Sports fandom is often scoffed at by those not involved, but it’s in the same vein as one who doesn’t care about art glancing at a Monet and wondering what the big deal is. A game-winning touchdown for your team gives you a sense of happiness because something you can’t control went right. Better yet, if your team is local, it’s giving the people around you that very same feeling. There’s nothing else that brings you and your neighbor together like that and people are proud of their sports communities.
There’s a lot of back and forth on what is and isn’t a “good sports town.” It’s been debated ad nauseam. Even athletes are getting into the act, with former Texas slugger Josh Hamilton giving his own thoughts on the subject after a move to the division-rival Angels — “Texas, especially Dallas, has always been a football town,” he said, and added “it’s not a true baseball town.” It feels like a personal jab at every one of the Rangers fans in the Metroplex, and you can bet Rangers fans will never let him forget it.
So, with apologies to Josh, that’s an easy thing say, but can he prove it? We tried. We’ve taken various data points that come out of our industry (the secondary ticket market) and some attendance/capacity figures to try to determine what city really does get behind its sports teams. Since it’s an overall city ranking, we picked the 15 cities/metro areas that have each of an NFL, MLB and NBA team (we wanted to add NHL as well, but it would have cut the list down to 11) and went from there.

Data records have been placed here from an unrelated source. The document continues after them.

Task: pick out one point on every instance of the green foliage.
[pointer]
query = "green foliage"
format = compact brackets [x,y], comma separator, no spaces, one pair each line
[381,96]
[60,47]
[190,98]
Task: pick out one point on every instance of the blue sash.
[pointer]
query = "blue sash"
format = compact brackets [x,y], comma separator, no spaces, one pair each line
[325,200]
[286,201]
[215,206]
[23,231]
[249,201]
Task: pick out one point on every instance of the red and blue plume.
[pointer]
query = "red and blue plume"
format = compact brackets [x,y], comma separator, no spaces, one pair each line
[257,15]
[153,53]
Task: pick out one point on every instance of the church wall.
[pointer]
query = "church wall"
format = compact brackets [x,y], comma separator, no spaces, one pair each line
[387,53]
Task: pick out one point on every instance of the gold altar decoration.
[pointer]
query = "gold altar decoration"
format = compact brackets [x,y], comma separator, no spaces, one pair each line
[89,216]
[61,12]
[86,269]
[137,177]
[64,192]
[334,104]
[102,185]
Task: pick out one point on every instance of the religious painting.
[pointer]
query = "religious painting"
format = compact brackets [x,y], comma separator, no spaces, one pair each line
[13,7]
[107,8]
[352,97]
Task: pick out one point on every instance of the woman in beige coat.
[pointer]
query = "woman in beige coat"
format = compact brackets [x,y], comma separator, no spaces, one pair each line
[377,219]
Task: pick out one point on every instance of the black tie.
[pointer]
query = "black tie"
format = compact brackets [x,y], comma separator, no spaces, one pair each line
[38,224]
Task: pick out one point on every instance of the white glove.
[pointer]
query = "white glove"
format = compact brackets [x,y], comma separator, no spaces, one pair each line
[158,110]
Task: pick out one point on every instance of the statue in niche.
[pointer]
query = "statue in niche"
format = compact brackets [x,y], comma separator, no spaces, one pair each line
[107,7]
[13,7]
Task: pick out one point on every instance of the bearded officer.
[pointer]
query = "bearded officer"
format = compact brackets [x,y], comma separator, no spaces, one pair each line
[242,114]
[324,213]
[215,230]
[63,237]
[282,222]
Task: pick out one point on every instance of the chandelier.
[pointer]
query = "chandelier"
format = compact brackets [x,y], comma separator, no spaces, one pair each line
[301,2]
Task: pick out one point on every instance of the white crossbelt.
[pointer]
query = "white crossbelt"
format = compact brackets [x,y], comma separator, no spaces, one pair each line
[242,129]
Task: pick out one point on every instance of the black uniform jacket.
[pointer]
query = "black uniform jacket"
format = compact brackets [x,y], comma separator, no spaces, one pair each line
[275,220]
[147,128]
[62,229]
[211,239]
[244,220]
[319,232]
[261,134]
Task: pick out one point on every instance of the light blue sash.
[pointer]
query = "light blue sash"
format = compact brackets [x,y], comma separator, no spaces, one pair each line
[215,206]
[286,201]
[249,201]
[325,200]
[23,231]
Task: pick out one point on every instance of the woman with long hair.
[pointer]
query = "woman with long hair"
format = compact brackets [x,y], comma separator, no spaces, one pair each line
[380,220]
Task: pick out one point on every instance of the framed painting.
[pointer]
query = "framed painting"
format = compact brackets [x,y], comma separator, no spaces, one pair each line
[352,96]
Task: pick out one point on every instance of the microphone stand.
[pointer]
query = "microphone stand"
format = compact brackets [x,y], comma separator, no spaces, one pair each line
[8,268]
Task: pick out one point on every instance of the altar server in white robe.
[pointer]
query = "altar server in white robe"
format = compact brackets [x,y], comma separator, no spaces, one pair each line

After indexing all the ticketing and attendance numbers from the last regular season in each league (2012 MLB, 2012 NFL, 2012-13 NBA) we got a clear winner, and one you might have expected: New York City. Ranking 4th in football, 1st in basketball and 3rd in baseball, the Big Apple was one of only two cities that ranked in the top 5 in every sport.
Here are the Top 5 and their scores:
100 – New York City
97.9 – Boston
97.7 – Dallas
90.2 – Chicago
82.0 – Philadelphia
We can go a bit deeper and look at the top 5 in each league that we looked at as well:
100 – New York City
91.6 – Miami
83.6 – Chicago
80.9 – Boston
75.5 – Oakland
100 – Dallas
87.9 – Chicago
81.8 – Boston
81.6 – New York City
77.6 – Washington D.C.
100 – Boston
86.9 – Dallas
86.7 – New York City
86.6 – Philadelphia
81.5 – Detroit
What to take from this
- While Dallas would still be #1 with all NFL cities involved, many teams that would be ranked high on this list (see Lakers, SF Giants) aren’t included because the cities don’t have all three of the major sports we used.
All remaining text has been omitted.